All of those are just one crazy CEO away from wherever it is that failed Internet services go. For example, personally I wouldn't bet on the long-term viability of Facebook/Meta given that they're burning money like there's no tomorrow on the “Metaverse” – which Zuckerberg thinks is a great idea but which will suck and be ridiculous once it arrives (if it ever does) and which people may not actually even want or be able to afford –, while their core income-generating product is fast approaching Niagara Falls from upstream. (Remember that Zuckerberg can't be fired from Meta even if he becomes still more crazy than he already is.)

Beyond microblogging with ActivityPub

Posted Dec 22, 2022 1:27 UTC (Thu) by rsidd (subscriber, #2582) [Link] (4 responses)

Remember Google Plus? Google just yanked it. No mirrors. Huge amounts of sci-tech content just gone (yes, many scientists and techies used it, it wasn't a "ghost town"). And before that Google yanked Orkut, which was pre-Facebook and widely used in some countries.

Google owns blogspot. I wouldn't depend on it being around forever.

Beyond microblogging with ActivityPub

Posted Dec 22, 2022 1:38 UTC (Thu) by Cyberax (✭ supporter ✭, #52523) [Link] (2 responses)

There's an archive of G+: https://archive.org/details/archiveteam_googleplus (made by https://wiki.archiveteam.org/index.php/Google%2B ). Ditto for Orkut: https://archive.org/details/archiveteam_orkut Even if the UI is not there, in future somebody can come back and add proper web UI.

So this kinda reinforces my point. When a large community dies, someone usually is going to archive it. When an individually hosted website dies, it's just gone.

Beyond microblogging with ActivityPub

Posted Dec 22, 2022 3:23 UTC (Thu) by mjg59 (subscriber, #23239) [Link] (1 responses)

A lot of Geocities didn't get archived. A whole bunch of content from Myspace vanished forever after a large database migration failure, and a shitload of music from the 2000s is pretty much gone forever as a result. I don't think decentralisation or open access to data necessarily guarantees data is kept (if you tie data access to the owner and the owner doesn't care, the data's going to vanish even if it later turns out to be historically interesting), but I also don't know that this fundamentally matters - the whole of history is littered with lost data and references that can't be followed.

Beyond microblogging with ActivityPub

Posted Dec 23, 2022 7:30 UTC (Fri) by Cyberax (✭ supporter ✭, #52523) [Link]

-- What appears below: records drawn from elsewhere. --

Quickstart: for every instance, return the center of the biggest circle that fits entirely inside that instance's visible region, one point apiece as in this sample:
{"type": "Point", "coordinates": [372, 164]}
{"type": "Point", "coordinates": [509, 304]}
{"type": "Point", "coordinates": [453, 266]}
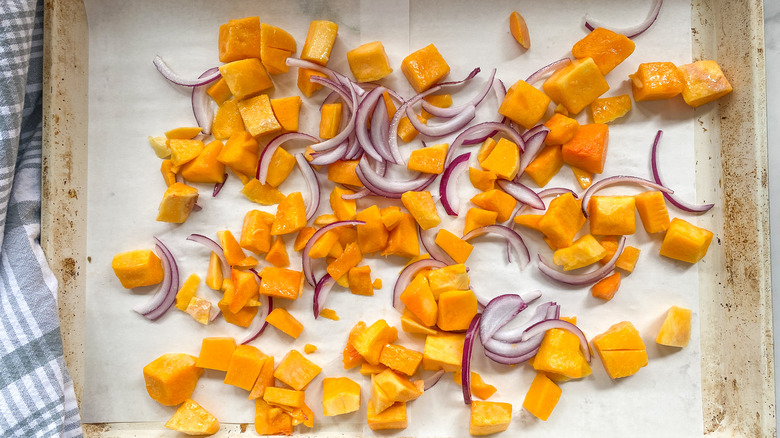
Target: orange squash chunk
{"type": "Point", "coordinates": [424, 68]}
{"type": "Point", "coordinates": [587, 150]}
{"type": "Point", "coordinates": [171, 378]}
{"type": "Point", "coordinates": [607, 48]}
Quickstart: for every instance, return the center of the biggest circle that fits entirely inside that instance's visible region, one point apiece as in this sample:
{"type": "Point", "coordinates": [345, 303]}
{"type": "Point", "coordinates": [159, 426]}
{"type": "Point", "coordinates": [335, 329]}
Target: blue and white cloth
{"type": "Point", "coordinates": [36, 392]}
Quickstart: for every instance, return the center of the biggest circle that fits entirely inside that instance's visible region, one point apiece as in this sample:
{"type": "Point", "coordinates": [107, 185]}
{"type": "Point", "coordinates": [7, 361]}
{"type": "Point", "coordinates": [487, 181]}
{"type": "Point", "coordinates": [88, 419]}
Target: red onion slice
{"type": "Point", "coordinates": [632, 31]}
{"type": "Point", "coordinates": [542, 327]}
{"type": "Point", "coordinates": [201, 107]}
{"type": "Point", "coordinates": [321, 292]}
{"type": "Point", "coordinates": [673, 199]}
{"type": "Point", "coordinates": [406, 276]}
{"type": "Point", "coordinates": [509, 234]}
{"type": "Point", "coordinates": [267, 155]}
{"type": "Point", "coordinates": [620, 179]}
{"type": "Point", "coordinates": [448, 189]}
{"type": "Point", "coordinates": [582, 279]}
{"type": "Point", "coordinates": [522, 193]}
{"type": "Point", "coordinates": [172, 76]}
{"type": "Point", "coordinates": [306, 260]}
{"type": "Point", "coordinates": [312, 183]}
{"type": "Point", "coordinates": [465, 369]}
{"type": "Point", "coordinates": [166, 294]}
{"type": "Point", "coordinates": [213, 247]}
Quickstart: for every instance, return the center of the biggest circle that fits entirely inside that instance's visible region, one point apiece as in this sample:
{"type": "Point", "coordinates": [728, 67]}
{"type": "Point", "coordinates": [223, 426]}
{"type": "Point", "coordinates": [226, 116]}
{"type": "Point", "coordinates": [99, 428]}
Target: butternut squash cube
{"type": "Point", "coordinates": [340, 395]}
{"type": "Point", "coordinates": [612, 215]}
{"type": "Point", "coordinates": [171, 378]}
{"type": "Point", "coordinates": [651, 207]}
{"type": "Point", "coordinates": [369, 342]}
{"type": "Point", "coordinates": [191, 419]}
{"type": "Point", "coordinates": [369, 62]}
{"type": "Point", "coordinates": [443, 351]}
{"type": "Point", "coordinates": [685, 241]}
{"type": "Point", "coordinates": [607, 48]}
{"type": "Point", "coordinates": [576, 85]}
{"type": "Point", "coordinates": [429, 159]}
{"type": "Point", "coordinates": [703, 82]}
{"type": "Point", "coordinates": [621, 350]}
{"type": "Point", "coordinates": [290, 215]}
{"type": "Point", "coordinates": [424, 68]}
{"type": "Point", "coordinates": [656, 80]}
{"type": "Point", "coordinates": [140, 267]}
{"type": "Point", "coordinates": [456, 309]}
{"type": "Point", "coordinates": [562, 220]}
{"type": "Point", "coordinates": [246, 77]}
{"type": "Point", "coordinates": [393, 417]}
{"type": "Point", "coordinates": [239, 39]}
{"type": "Point", "coordinates": [542, 396]}
{"type": "Point", "coordinates": [319, 41]}
{"type": "Point", "coordinates": [524, 104]}
{"type": "Point", "coordinates": [281, 282]}
{"type": "Point", "coordinates": [676, 329]}
{"type": "Point", "coordinates": [422, 208]}
{"type": "Point", "coordinates": [498, 201]}
{"type": "Point", "coordinates": [488, 418]}
{"type": "Point", "coordinates": [402, 240]}
{"type": "Point", "coordinates": [296, 371]}
{"type": "Point", "coordinates": [417, 297]}
{"type": "Point", "coordinates": [245, 365]}
{"type": "Point", "coordinates": [177, 203]}
{"type": "Point", "coordinates": [286, 323]}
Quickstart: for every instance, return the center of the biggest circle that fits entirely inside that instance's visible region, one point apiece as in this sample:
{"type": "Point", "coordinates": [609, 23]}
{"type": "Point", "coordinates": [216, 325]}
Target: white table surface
{"type": "Point", "coordinates": [772, 42]}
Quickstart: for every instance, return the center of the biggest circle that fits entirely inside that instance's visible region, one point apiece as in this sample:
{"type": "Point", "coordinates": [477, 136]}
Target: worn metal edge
{"type": "Point", "coordinates": [736, 306]}
{"type": "Point", "coordinates": [64, 170]}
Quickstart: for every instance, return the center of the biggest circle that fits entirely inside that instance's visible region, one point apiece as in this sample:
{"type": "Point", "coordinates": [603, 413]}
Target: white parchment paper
{"type": "Point", "coordinates": [129, 100]}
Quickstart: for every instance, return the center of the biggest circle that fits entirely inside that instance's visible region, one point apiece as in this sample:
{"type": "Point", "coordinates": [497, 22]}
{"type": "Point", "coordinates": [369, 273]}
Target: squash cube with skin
{"type": "Point", "coordinates": [498, 201]}
{"type": "Point", "coordinates": [246, 77]}
{"type": "Point", "coordinates": [656, 80]}
{"type": "Point", "coordinates": [576, 85]}
{"type": "Point", "coordinates": [444, 351]}
{"type": "Point", "coordinates": [454, 246]}
{"type": "Point", "coordinates": [319, 41]}
{"type": "Point", "coordinates": [607, 49]}
{"type": "Point", "coordinates": [418, 298]}
{"type": "Point", "coordinates": [171, 378]}
{"type": "Point", "coordinates": [402, 240]}
{"type": "Point", "coordinates": [612, 215]}
{"type": "Point", "coordinates": [245, 365]}
{"type": "Point", "coordinates": [137, 268]}
{"type": "Point", "coordinates": [685, 241]}
{"type": "Point", "coordinates": [676, 329]}
{"type": "Point", "coordinates": [215, 353]}
{"type": "Point", "coordinates": [281, 283]}
{"type": "Point", "coordinates": [369, 342]}
{"type": "Point", "coordinates": [542, 396]}
{"type": "Point", "coordinates": [296, 371]}
{"type": "Point", "coordinates": [177, 203]}
{"type": "Point", "coordinates": [340, 395]}
{"type": "Point", "coordinates": [562, 220]}
{"type": "Point", "coordinates": [191, 419]}
{"type": "Point", "coordinates": [286, 323]}
{"type": "Point", "coordinates": [488, 418]}
{"type": "Point", "coordinates": [428, 160]}
{"type": "Point", "coordinates": [621, 350]}
{"type": "Point", "coordinates": [239, 39]}
{"type": "Point", "coordinates": [422, 207]}
{"type": "Point", "coordinates": [424, 68]}
{"type": "Point", "coordinates": [524, 104]}
{"type": "Point", "coordinates": [456, 309]}
{"type": "Point", "coordinates": [369, 62]}
{"type": "Point", "coordinates": [703, 82]}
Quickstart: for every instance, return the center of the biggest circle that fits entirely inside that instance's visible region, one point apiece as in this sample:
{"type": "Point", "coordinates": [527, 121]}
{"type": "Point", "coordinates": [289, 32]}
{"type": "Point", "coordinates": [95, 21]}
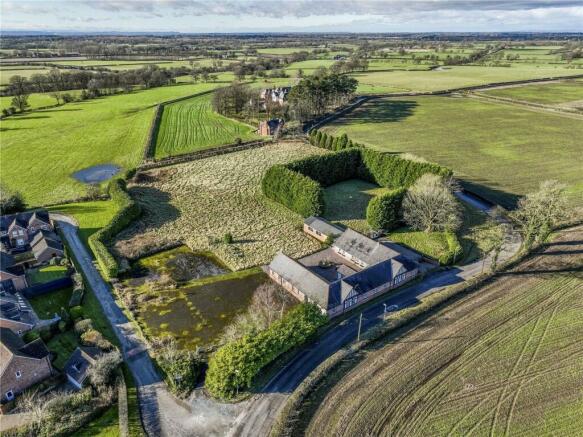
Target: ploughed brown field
{"type": "Point", "coordinates": [504, 360]}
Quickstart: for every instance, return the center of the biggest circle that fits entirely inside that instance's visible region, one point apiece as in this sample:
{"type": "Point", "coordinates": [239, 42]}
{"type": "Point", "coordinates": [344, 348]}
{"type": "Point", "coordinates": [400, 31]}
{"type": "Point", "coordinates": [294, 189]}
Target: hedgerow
{"type": "Point", "coordinates": [290, 185]}
{"type": "Point", "coordinates": [98, 242]}
{"type": "Point", "coordinates": [294, 190]}
{"type": "Point", "coordinates": [383, 212]}
{"type": "Point", "coordinates": [235, 365]}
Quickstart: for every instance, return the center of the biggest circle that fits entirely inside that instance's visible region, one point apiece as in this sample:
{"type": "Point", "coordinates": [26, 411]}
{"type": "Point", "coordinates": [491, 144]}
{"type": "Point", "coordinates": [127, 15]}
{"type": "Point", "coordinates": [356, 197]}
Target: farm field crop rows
{"type": "Point", "coordinates": [499, 150]}
{"type": "Point", "coordinates": [504, 360]}
{"type": "Point", "coordinates": [453, 77]}
{"type": "Point", "coordinates": [192, 124]}
{"type": "Point", "coordinates": [197, 203]}
{"type": "Point", "coordinates": [548, 93]}
{"type": "Point", "coordinates": [49, 145]}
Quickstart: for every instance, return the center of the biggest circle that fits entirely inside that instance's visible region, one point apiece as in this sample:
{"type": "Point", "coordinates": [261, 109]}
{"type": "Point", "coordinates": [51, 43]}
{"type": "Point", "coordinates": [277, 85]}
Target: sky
{"type": "Point", "coordinates": [230, 16]}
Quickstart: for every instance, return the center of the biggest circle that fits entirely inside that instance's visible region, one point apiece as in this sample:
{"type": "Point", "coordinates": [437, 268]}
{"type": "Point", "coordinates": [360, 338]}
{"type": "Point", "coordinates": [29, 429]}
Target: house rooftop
{"type": "Point", "coordinates": [312, 285]}
{"type": "Point", "coordinates": [363, 248]}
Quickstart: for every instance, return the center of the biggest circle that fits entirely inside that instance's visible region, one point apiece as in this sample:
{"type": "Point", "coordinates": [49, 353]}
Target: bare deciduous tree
{"type": "Point", "coordinates": [430, 205]}
{"type": "Point", "coordinates": [539, 212]}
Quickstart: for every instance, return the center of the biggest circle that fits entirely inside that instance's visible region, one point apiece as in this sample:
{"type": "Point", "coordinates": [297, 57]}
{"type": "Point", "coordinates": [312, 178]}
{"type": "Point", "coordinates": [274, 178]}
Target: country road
{"type": "Point", "coordinates": [260, 414]}
{"type": "Point", "coordinates": [163, 415]}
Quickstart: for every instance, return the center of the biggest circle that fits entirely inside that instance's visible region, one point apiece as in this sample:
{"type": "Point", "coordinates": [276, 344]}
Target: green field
{"type": "Point", "coordinates": [192, 125]}
{"type": "Point", "coordinates": [453, 77]}
{"type": "Point", "coordinates": [198, 202]}
{"type": "Point", "coordinates": [548, 94]}
{"type": "Point", "coordinates": [91, 216]}
{"type": "Point", "coordinates": [50, 145]}
{"type": "Point", "coordinates": [504, 360]}
{"type": "Point", "coordinates": [499, 150]}
{"type": "Point", "coordinates": [41, 275]}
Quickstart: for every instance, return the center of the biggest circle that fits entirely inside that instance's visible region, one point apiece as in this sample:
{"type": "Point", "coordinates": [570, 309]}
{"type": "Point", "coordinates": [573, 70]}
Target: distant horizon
{"type": "Point", "coordinates": [292, 16]}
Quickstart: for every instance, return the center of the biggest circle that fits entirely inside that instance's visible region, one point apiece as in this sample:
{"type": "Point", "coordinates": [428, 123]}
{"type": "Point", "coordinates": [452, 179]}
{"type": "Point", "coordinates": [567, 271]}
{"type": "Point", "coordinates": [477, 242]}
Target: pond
{"type": "Point", "coordinates": [96, 173]}
{"type": "Point", "coordinates": [196, 315]}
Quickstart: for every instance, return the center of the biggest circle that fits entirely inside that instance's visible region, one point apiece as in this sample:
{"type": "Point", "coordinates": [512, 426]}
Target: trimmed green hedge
{"type": "Point", "coordinates": [98, 242]}
{"type": "Point", "coordinates": [383, 212]}
{"type": "Point", "coordinates": [293, 190]}
{"type": "Point", "coordinates": [235, 365]}
{"type": "Point", "coordinates": [454, 250]}
{"type": "Point", "coordinates": [298, 185]}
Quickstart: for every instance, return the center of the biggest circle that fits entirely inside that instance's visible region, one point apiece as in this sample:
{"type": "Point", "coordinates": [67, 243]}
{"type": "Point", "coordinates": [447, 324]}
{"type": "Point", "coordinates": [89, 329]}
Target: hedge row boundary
{"type": "Point", "coordinates": [235, 365]}
{"type": "Point", "coordinates": [299, 185]}
{"type": "Point", "coordinates": [129, 210]}
{"type": "Point", "coordinates": [285, 422]}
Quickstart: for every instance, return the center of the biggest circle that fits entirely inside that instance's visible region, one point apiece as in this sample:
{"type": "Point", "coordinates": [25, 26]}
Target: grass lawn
{"type": "Point", "coordinates": [433, 244]}
{"type": "Point", "coordinates": [499, 151]}
{"type": "Point", "coordinates": [197, 203]}
{"type": "Point", "coordinates": [44, 274]}
{"type": "Point", "coordinates": [106, 425]}
{"type": "Point", "coordinates": [91, 216]}
{"type": "Point", "coordinates": [192, 125]}
{"type": "Point", "coordinates": [47, 305]}
{"type": "Point", "coordinates": [51, 144]}
{"type": "Point", "coordinates": [503, 360]}
{"type": "Point", "coordinates": [346, 202]}
{"type": "Point", "coordinates": [549, 93]}
{"type": "Point", "coordinates": [452, 77]}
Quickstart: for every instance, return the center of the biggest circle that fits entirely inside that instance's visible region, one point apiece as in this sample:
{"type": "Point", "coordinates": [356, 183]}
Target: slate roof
{"type": "Point", "coordinates": [7, 265]}
{"type": "Point", "coordinates": [79, 361]}
{"type": "Point", "coordinates": [363, 248]}
{"type": "Point", "coordinates": [313, 286]}
{"type": "Point", "coordinates": [323, 225]}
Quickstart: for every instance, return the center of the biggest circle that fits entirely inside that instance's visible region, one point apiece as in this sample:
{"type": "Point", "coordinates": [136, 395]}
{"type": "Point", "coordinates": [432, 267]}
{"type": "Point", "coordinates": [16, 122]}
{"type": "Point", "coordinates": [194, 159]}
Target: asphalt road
{"type": "Point", "coordinates": [133, 347]}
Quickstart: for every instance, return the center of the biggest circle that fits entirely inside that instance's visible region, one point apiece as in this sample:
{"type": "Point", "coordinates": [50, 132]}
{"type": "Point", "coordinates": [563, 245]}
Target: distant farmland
{"type": "Point", "coordinates": [505, 360]}
{"type": "Point", "coordinates": [192, 125]}
{"type": "Point", "coordinates": [499, 150]}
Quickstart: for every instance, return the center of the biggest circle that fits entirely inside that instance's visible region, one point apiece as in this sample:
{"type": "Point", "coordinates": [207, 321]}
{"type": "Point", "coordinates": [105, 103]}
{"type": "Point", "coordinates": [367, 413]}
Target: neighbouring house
{"type": "Point", "coordinates": [275, 95]}
{"type": "Point", "coordinates": [79, 362]}
{"type": "Point", "coordinates": [17, 230]}
{"type": "Point", "coordinates": [321, 229]}
{"type": "Point", "coordinates": [46, 246]}
{"type": "Point", "coordinates": [350, 272]}
{"type": "Point", "coordinates": [16, 313]}
{"type": "Point", "coordinates": [21, 364]}
{"type": "Point", "coordinates": [11, 275]}
{"type": "Point", "coordinates": [270, 127]}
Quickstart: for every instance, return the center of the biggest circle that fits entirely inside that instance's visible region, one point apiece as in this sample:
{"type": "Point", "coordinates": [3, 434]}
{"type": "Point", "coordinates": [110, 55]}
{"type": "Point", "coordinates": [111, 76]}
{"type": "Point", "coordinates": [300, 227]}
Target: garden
{"type": "Point", "coordinates": [200, 202]}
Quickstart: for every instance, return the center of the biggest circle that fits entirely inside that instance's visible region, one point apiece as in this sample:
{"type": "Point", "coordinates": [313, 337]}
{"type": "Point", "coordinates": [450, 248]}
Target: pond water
{"type": "Point", "coordinates": [96, 173]}
{"type": "Point", "coordinates": [198, 314]}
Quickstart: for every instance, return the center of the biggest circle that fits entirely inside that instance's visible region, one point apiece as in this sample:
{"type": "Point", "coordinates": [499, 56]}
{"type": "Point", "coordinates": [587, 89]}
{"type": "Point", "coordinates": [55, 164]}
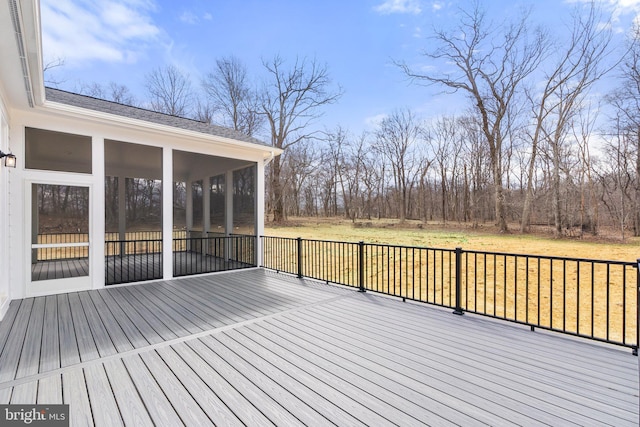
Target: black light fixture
{"type": "Point", "coordinates": [9, 159]}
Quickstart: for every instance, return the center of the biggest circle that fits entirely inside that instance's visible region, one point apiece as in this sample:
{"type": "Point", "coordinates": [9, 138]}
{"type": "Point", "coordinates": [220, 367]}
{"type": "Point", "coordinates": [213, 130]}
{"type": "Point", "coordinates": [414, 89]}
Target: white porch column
{"type": "Point", "coordinates": [206, 213]}
{"type": "Point", "coordinates": [97, 220]}
{"type": "Point", "coordinates": [228, 211]}
{"type": "Point", "coordinates": [260, 206]}
{"type": "Point", "coordinates": [167, 213]}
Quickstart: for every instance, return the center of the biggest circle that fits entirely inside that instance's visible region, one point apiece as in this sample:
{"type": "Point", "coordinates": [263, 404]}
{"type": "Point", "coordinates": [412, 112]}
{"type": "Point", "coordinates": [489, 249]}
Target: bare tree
{"type": "Point", "coordinates": [50, 78]}
{"type": "Point", "coordinates": [290, 101]}
{"type": "Point", "coordinates": [490, 63]}
{"type": "Point", "coordinates": [396, 140]}
{"type": "Point", "coordinates": [626, 102]}
{"type": "Point", "coordinates": [169, 91]}
{"type": "Point", "coordinates": [231, 96]}
{"type": "Point", "coordinates": [577, 68]}
{"type": "Point", "coordinates": [111, 92]}
{"type": "Point", "coordinates": [446, 143]}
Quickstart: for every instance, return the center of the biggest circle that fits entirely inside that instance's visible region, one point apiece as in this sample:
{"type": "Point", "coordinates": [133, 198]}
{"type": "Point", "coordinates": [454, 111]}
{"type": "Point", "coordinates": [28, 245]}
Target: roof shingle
{"type": "Point", "coordinates": [110, 107]}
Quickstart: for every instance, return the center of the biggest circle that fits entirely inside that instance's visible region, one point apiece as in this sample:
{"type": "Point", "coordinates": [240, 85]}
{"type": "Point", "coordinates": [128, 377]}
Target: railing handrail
{"type": "Point", "coordinates": [590, 298]}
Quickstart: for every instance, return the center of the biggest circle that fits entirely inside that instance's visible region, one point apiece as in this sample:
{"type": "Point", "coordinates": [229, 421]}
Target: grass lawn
{"type": "Point", "coordinates": [414, 233]}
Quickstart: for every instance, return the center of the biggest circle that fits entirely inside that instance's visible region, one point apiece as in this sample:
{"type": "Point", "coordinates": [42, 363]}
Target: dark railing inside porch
{"type": "Point", "coordinates": [139, 257]}
{"type": "Point", "coordinates": [589, 298]}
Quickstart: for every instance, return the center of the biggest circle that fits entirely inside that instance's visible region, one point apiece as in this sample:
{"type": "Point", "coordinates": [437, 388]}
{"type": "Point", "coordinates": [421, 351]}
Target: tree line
{"type": "Point", "coordinates": [539, 143]}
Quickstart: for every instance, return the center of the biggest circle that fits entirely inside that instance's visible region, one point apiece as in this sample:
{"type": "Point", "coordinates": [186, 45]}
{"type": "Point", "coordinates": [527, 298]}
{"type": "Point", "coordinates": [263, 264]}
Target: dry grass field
{"type": "Point", "coordinates": [574, 296]}
{"type": "Point", "coordinates": [414, 233]}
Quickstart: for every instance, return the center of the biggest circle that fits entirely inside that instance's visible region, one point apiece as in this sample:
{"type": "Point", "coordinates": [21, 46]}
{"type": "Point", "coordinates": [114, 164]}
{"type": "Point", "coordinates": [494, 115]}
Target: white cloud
{"type": "Point", "coordinates": [618, 9]}
{"type": "Point", "coordinates": [374, 121]}
{"type": "Point", "coordinates": [399, 6]}
{"type": "Point", "coordinates": [189, 18]}
{"type": "Point", "coordinates": [437, 5]}
{"type": "Point", "coordinates": [105, 30]}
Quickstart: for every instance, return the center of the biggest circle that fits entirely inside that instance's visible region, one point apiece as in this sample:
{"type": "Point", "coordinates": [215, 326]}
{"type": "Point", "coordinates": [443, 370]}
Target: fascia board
{"type": "Point", "coordinates": [107, 118]}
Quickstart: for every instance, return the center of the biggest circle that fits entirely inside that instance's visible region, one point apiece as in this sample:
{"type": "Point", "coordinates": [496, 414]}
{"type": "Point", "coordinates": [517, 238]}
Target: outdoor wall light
{"type": "Point", "coordinates": [9, 159]}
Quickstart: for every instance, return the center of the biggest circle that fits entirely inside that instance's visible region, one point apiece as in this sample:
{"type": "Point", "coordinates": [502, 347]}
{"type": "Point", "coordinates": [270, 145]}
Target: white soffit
{"type": "Point", "coordinates": [106, 118]}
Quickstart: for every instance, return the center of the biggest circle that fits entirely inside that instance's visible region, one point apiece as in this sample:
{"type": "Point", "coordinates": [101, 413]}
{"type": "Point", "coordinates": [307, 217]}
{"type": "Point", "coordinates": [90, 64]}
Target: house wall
{"type": "Point", "coordinates": [98, 129]}
{"type": "Point", "coordinates": [5, 224]}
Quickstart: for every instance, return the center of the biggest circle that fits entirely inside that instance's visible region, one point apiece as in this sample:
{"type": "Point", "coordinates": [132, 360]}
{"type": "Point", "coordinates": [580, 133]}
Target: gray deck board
{"type": "Point", "coordinates": [170, 318]}
{"type": "Point", "coordinates": [30, 355]}
{"type": "Point", "coordinates": [101, 336]}
{"type": "Point", "coordinates": [117, 335]}
{"type": "Point", "coordinates": [397, 398]}
{"type": "Point", "coordinates": [443, 383]}
{"type": "Point", "coordinates": [8, 322]}
{"type": "Point", "coordinates": [75, 395]}
{"type": "Point", "coordinates": [258, 348]}
{"type": "Point", "coordinates": [138, 318]}
{"type": "Point", "coordinates": [233, 399]}
{"type": "Point", "coordinates": [24, 393]}
{"type": "Point", "coordinates": [103, 403]}
{"type": "Point", "coordinates": [130, 405]}
{"type": "Point", "coordinates": [86, 341]}
{"type": "Point", "coordinates": [50, 390]}
{"type": "Point", "coordinates": [216, 409]}
{"type": "Point", "coordinates": [162, 412]}
{"type": "Point", "coordinates": [263, 393]}
{"type": "Point", "coordinates": [311, 375]}
{"type": "Point", "coordinates": [5, 395]}
{"type": "Point", "coordinates": [50, 351]}
{"type": "Point", "coordinates": [10, 356]}
{"type": "Point", "coordinates": [187, 408]}
{"type": "Point", "coordinates": [69, 353]}
{"type": "Point", "coordinates": [434, 342]}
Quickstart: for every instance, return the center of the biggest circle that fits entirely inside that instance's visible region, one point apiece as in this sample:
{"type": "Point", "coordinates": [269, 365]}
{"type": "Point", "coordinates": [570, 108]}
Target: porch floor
{"type": "Point", "coordinates": [255, 347]}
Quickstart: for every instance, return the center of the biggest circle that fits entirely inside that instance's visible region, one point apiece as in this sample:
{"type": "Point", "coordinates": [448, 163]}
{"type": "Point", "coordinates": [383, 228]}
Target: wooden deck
{"type": "Point", "coordinates": [256, 348]}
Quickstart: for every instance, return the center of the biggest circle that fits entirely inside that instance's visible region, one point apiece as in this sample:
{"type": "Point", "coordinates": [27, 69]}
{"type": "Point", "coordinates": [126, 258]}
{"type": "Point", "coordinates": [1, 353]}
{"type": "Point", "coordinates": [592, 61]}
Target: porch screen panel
{"type": "Point", "coordinates": [133, 212]}
{"type": "Point", "coordinates": [60, 232]}
{"type": "Point", "coordinates": [217, 205]}
{"type": "Point", "coordinates": [57, 151]}
{"type": "Point", "coordinates": [244, 201]}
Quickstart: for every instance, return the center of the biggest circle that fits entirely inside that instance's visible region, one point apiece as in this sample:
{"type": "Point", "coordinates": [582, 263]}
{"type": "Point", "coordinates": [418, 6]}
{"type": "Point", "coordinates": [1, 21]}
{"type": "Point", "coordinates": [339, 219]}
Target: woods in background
{"type": "Point", "coordinates": [538, 145]}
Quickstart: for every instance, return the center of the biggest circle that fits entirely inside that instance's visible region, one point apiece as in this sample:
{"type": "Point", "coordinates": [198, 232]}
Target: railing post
{"type": "Point", "coordinates": [458, 309]}
{"type": "Point", "coordinates": [635, 349]}
{"type": "Point", "coordinates": [361, 266]}
{"type": "Point", "coordinates": [299, 257]}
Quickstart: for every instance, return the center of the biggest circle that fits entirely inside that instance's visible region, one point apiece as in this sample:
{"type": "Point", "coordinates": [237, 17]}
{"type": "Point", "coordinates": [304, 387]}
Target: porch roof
{"type": "Point", "coordinates": [137, 113]}
{"type": "Point", "coordinates": [260, 348]}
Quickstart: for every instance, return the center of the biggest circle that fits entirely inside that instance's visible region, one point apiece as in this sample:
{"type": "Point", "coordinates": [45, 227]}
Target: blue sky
{"type": "Point", "coordinates": [122, 40]}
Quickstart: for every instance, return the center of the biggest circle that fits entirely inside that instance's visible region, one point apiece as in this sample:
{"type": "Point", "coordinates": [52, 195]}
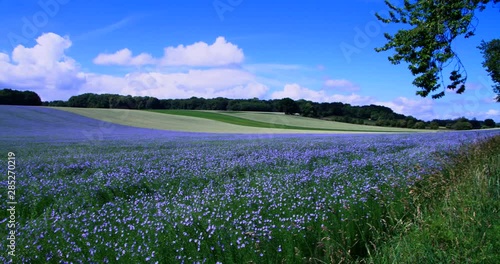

I thought that Geocities got completely scanned? Anyway, it's still much better than a complete loss.

> I also don't know that this fundamentally matters - the whole of history is littered with lost data and references that can't be followed.

It's the sheer amount of data that is lost. Most of it is admittedly very low-value, but still.

Beyond microblogging with ActivityPub

Posted Dec 29, 2022 16:36 UTC (Thu) by gray_-_wolf (subscriber, #131074) [Link]

Hah, I miss G+. It was a nice place, with (usually) pretty high quality posts. Possible due to "failing" to grow enough. It's shame google felt necessary to ax it.